Vanves (France) (AFP)

Asterix's 39th album, which comes out on October 21, "Asterix and the Griffon", is a trip to the East for the Gauls who set out to meet a little-known people of Antiquity, the Sarmatians.

After the death of screenwriter René Goscinny in 1977, the series was continued by designer Albert Uderzo, who himself entrusted it in 2011 to screenwriter Jean-Yves Ferri and designer Didier Conrad.

The Sarmatians, a nomadic people, lived in a region that stretched from present-day Ukraine to the foothills of the Caucasus and the steppes of Central Asia.

And in this Asterix album their totem is the griffin, half eagle, half lion.

Historically, "we don't know much about them (...) Herodotus, Livy had spoken of the Sarmatians. They were Barbarians, but a somewhat mythical people," he added.

The designs borrow from a certain Russian, Kazakh or Mongolian tradition, and their names all end in -ine (for example: Cékankondine).

The scenario revolves around the confrontation between a Roman army which sets out on an expedition to capture the famous griffin, on the orders of Julius Caesar, and these elusive Sarmatians, with whom the Gauls sympathize.

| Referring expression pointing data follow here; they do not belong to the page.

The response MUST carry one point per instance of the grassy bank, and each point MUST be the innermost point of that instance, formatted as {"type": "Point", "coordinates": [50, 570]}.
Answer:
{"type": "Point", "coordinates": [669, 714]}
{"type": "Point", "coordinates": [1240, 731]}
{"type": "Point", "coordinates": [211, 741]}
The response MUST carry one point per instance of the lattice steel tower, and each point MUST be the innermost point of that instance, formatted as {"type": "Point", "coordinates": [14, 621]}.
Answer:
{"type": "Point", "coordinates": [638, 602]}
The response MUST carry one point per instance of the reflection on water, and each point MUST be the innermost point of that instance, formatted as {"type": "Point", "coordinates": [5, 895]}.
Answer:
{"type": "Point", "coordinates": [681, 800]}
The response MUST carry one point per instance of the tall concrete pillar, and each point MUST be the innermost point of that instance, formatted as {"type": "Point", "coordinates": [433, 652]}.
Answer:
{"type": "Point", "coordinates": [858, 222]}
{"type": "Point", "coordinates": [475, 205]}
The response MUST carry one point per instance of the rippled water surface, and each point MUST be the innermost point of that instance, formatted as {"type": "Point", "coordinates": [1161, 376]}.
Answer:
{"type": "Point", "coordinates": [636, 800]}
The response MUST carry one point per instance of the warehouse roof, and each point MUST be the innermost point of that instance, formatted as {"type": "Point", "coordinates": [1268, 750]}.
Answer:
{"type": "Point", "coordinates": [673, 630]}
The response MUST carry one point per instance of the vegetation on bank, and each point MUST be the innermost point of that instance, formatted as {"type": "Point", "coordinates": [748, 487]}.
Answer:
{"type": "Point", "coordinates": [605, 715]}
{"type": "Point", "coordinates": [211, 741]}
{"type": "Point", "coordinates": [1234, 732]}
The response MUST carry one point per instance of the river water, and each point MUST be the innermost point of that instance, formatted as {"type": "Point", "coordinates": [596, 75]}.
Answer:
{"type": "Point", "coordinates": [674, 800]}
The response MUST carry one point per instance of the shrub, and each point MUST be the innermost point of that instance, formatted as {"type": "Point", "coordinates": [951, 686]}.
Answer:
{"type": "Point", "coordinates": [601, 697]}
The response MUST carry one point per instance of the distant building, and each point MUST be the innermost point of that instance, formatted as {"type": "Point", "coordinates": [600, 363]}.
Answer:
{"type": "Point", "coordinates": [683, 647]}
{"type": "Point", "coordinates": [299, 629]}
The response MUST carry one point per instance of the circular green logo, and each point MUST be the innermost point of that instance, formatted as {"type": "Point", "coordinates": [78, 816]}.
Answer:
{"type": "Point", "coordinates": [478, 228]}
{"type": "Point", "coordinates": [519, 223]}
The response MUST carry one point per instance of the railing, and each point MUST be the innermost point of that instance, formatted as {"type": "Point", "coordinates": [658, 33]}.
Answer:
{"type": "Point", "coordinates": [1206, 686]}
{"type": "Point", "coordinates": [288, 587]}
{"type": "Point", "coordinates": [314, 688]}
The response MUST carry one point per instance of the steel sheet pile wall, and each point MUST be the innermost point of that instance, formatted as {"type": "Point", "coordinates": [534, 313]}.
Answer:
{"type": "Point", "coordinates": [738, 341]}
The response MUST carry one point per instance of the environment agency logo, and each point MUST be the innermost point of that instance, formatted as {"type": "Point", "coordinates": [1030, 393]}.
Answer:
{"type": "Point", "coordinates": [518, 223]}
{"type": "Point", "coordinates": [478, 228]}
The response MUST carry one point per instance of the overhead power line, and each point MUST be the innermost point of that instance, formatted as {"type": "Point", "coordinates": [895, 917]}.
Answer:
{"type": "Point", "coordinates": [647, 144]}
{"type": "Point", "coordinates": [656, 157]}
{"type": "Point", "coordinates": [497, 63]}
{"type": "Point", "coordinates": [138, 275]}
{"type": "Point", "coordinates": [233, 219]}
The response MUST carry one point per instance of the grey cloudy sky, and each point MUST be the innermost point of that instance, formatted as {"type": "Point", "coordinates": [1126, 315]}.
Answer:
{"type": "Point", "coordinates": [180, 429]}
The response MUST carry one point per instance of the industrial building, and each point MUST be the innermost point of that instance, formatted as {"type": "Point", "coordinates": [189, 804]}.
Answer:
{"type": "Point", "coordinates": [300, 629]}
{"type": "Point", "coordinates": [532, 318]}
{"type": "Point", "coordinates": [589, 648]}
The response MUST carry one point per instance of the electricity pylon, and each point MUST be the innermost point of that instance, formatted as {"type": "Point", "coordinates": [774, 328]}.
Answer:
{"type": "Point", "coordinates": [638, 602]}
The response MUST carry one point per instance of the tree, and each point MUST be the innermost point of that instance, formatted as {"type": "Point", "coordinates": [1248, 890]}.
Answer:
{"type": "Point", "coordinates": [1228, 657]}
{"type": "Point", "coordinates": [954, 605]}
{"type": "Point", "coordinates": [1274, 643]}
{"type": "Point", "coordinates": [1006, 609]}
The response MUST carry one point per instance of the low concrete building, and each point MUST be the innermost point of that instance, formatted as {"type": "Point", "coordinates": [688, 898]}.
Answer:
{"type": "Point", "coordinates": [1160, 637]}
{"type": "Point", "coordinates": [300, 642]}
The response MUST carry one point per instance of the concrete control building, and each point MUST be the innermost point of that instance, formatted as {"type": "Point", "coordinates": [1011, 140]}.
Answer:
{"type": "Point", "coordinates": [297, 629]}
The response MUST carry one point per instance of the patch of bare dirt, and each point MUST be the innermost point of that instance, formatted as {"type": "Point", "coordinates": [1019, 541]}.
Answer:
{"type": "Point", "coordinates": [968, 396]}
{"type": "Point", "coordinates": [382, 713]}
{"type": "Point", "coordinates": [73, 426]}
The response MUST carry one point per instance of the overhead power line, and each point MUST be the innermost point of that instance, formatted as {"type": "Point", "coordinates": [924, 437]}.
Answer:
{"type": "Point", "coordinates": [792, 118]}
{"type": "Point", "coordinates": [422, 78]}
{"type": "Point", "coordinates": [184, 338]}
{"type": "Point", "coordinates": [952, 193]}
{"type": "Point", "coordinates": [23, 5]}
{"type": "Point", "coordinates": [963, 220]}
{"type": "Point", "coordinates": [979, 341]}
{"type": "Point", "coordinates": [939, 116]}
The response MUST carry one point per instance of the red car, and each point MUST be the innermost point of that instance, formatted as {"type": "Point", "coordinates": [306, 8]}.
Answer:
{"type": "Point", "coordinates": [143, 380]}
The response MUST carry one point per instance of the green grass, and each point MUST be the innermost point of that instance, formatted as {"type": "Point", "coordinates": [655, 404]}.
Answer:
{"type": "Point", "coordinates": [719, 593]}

Among the curiosities: a Roman geographer, Terinconus, who before leaving for this exploration, inquired about "the map and the territory".

He borrows his features from the writer Michel Houellebecq.

The Albert René editions produced two million copies of this album in French, and a total of five million in 17 languages.

This story is the last that Uderzo was able to see born.

"He could only really know the beginnings of the screenplay and the first sketches," said his daughter Sylvie Uderzo in a message read by Goscinny's daughter, Anne.